12 04 2015

Small Business Owner Year End Review

12 04 2015

6 Year-End Reviews For Small Business Owners

As small business owners prepare for the end of the year, it’s important to review the company’s fundamentals to wrap up this year and start planning for the new one, which may involve hiring new workers or obtaining working capital. However, as more customers begin pouring into retail outlets and making demands on small businesses around the country, many entrepreneurs might find their time stretched thin. In a scenario like this, some owners might think it wiser to delay their year-end review until the holiday shopping season finishes. Despite being strapped for time and possibly resources, the truth of the matter is that pushing off year-end responsibilities to the new year could potentially cost a lot of money in terms of missing out on tax credits or deadlines.

With November wrapped up and December beginning, here’s a list of items small business owners should examine before we ring in the new year:

  1. Review the lease and space requirements
    Even though a company’s lease might not expire at the end of the year, now is the perfect time to review your lease and space situation to determine what and when your next move should happen. Often, lessees need to inform the landlord several months ahead of time if they plan on moving or exercising the right to renew.Owners should spend some time taking a look around and examining the company’s space needs. Do you have plans to hire new workers next year? If so, will these individuals fit in your current layout? Do you plan on scaling back operations?
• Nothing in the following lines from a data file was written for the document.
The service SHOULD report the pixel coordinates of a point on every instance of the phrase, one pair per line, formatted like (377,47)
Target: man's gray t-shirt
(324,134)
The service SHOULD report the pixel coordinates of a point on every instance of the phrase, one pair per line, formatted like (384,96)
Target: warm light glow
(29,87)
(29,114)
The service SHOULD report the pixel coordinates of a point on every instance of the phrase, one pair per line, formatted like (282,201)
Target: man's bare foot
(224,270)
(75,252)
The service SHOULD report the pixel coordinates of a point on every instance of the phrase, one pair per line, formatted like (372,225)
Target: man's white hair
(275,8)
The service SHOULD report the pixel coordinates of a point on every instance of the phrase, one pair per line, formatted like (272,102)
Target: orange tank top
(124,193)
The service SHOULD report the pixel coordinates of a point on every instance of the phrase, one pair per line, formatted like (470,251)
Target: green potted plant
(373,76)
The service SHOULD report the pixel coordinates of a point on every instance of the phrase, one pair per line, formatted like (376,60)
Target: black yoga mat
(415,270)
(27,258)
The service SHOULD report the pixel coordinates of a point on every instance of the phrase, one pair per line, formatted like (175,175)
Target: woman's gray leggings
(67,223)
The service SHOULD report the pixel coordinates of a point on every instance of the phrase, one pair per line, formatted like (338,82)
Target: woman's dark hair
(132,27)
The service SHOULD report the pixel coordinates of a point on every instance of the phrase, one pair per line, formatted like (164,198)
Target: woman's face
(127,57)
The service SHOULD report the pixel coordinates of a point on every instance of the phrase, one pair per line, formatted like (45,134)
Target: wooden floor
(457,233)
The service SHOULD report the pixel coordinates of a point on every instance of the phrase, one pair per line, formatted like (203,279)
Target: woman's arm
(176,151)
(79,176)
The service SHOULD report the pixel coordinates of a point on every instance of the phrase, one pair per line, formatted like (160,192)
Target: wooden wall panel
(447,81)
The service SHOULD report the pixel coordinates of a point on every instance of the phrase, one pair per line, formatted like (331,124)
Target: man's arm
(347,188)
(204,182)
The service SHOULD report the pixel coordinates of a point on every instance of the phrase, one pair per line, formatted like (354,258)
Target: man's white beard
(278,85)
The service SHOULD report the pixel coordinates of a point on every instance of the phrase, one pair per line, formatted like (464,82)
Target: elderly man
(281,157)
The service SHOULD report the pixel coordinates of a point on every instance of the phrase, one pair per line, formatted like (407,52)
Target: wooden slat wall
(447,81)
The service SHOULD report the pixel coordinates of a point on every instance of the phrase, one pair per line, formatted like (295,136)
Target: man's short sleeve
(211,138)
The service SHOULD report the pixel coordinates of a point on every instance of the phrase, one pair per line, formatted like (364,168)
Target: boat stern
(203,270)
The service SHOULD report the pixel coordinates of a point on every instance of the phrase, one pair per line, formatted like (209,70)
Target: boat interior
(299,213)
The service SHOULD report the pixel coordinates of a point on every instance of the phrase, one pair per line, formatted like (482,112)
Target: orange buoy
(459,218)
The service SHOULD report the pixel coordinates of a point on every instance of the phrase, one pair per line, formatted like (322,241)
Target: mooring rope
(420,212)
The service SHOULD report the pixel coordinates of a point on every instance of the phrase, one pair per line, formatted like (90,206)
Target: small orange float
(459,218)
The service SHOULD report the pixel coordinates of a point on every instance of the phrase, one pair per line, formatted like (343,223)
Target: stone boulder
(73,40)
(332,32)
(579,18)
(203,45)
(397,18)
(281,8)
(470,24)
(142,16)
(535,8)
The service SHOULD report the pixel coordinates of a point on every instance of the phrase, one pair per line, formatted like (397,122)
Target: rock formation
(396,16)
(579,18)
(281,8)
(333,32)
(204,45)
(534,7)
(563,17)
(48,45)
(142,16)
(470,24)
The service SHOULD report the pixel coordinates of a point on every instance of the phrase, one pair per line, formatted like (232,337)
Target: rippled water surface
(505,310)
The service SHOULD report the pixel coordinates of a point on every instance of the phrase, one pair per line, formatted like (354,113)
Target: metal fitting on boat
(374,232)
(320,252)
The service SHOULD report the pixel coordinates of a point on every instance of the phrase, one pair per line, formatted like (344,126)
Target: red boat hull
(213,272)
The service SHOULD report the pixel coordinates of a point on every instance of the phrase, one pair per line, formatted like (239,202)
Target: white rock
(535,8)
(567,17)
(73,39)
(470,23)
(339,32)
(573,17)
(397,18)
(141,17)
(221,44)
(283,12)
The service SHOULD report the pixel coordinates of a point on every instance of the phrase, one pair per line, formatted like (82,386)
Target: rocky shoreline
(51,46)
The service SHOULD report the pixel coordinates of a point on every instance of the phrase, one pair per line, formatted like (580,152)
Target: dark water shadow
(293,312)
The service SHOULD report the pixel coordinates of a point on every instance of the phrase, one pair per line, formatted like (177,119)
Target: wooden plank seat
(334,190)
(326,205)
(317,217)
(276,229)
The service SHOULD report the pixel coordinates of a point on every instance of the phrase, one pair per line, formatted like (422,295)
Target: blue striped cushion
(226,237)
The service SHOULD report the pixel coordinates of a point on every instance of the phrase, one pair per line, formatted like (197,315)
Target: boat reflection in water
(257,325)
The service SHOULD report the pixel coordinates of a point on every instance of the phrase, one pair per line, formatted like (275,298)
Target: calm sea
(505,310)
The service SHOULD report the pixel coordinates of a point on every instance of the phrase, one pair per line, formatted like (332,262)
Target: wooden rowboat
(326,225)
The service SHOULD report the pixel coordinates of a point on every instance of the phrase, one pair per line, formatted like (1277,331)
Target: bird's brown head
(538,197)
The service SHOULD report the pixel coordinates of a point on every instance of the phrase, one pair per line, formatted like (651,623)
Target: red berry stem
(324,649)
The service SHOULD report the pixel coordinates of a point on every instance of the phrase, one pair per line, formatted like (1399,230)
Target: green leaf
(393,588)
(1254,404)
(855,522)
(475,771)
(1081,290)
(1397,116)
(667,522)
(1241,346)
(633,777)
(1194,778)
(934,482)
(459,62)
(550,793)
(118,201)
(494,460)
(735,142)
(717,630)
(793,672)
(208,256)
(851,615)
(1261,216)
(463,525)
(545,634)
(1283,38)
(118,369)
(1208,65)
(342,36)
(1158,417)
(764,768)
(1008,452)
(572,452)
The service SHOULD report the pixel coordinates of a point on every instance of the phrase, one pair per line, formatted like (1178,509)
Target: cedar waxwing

Perhaps the company is transitioning from a paper-based system to purely digital, eliminating the need for bulky filing cabinets. With the right amount of planning, business owners can discover they’re using up more space than they need and potentially reduce rent charges.
  1. Review vendor agreement
    Now is the perfect time for small business owners to pull out the various agreements and contracts they have in place with vendors and take a good look at them. Much like an office lease, even if the agreement is not set to expire for a while, it’s wise to make sure vendors used in the new year align with any changes in the business strategy.
  1. Review equipment leases
    Many businesses of all sizes take advantage of the many benefits provided by leasing equipment. According to Practical Ecommerce, these leases often have very strict deadlines for when to terminate the agreement, particularly for items like copy machines and automobiles. Further, companies using outdated or heavily depreciated equipment and machinery, now is a good time to see if any upgrades are possible. Financing new, more efficient equipment can potentially lead to considerable savings in the long run, since it can reduce downtime and speed up production.
  1. Review tax deductions
    The savvy business owner understands that now is the perfect time to start compiling and seeking out all the available tax deductions for the organization, like Section 179. According to Intuit Quickbooks, owners should take the time to invest in upgrading, repairing or remodeling the office, improving tech equipment and even ordering new batches of basic office supplies. In addition, owners can hand out employee bonuses to those individuals who truly shined throughout the year. Owners can deduct all of these expenditures as tax write-offs, which ultimately reduce the company’s tax burden when April rolls around. Taking it even one step further, owners can even pay their January utility bills and include that in this year’s deductions.
  1. Review your support team
    Small business owners should schedule some time to meet with the team that helps keep the organization operating, such as the CPA, attorney, insurance agent or other professional involved in ensuring the company’s health. Since many small businesses have limited employees, many of these individuals will be outsourced to external consultants. Seeking out their insights can assist owners in planning out their course of action for the upcoming year.
  1. Review your goals
    While some people might prefer to make resolutions, business owners should also consider setting goals for the year. This could be both a personal and a professional goal. By having an actual target to aim for, whether it be increase sales, win an award or convert a set number of potential customers, owners have an easier time visualizing the end result and working toward reaching that goal. Encourage employees to also set both a personal and professional goal. In addition, owners can also consider holding a company-wide meeting to get everyone in the organization aligned with the company’s new goals for the upcoming year. Incorporating employees into the decision-making process not only boosts personal involvement and invested time, but it also increases the chances of accomplishing these goals since people can take more responsibility and initiative when they know they’re working toward.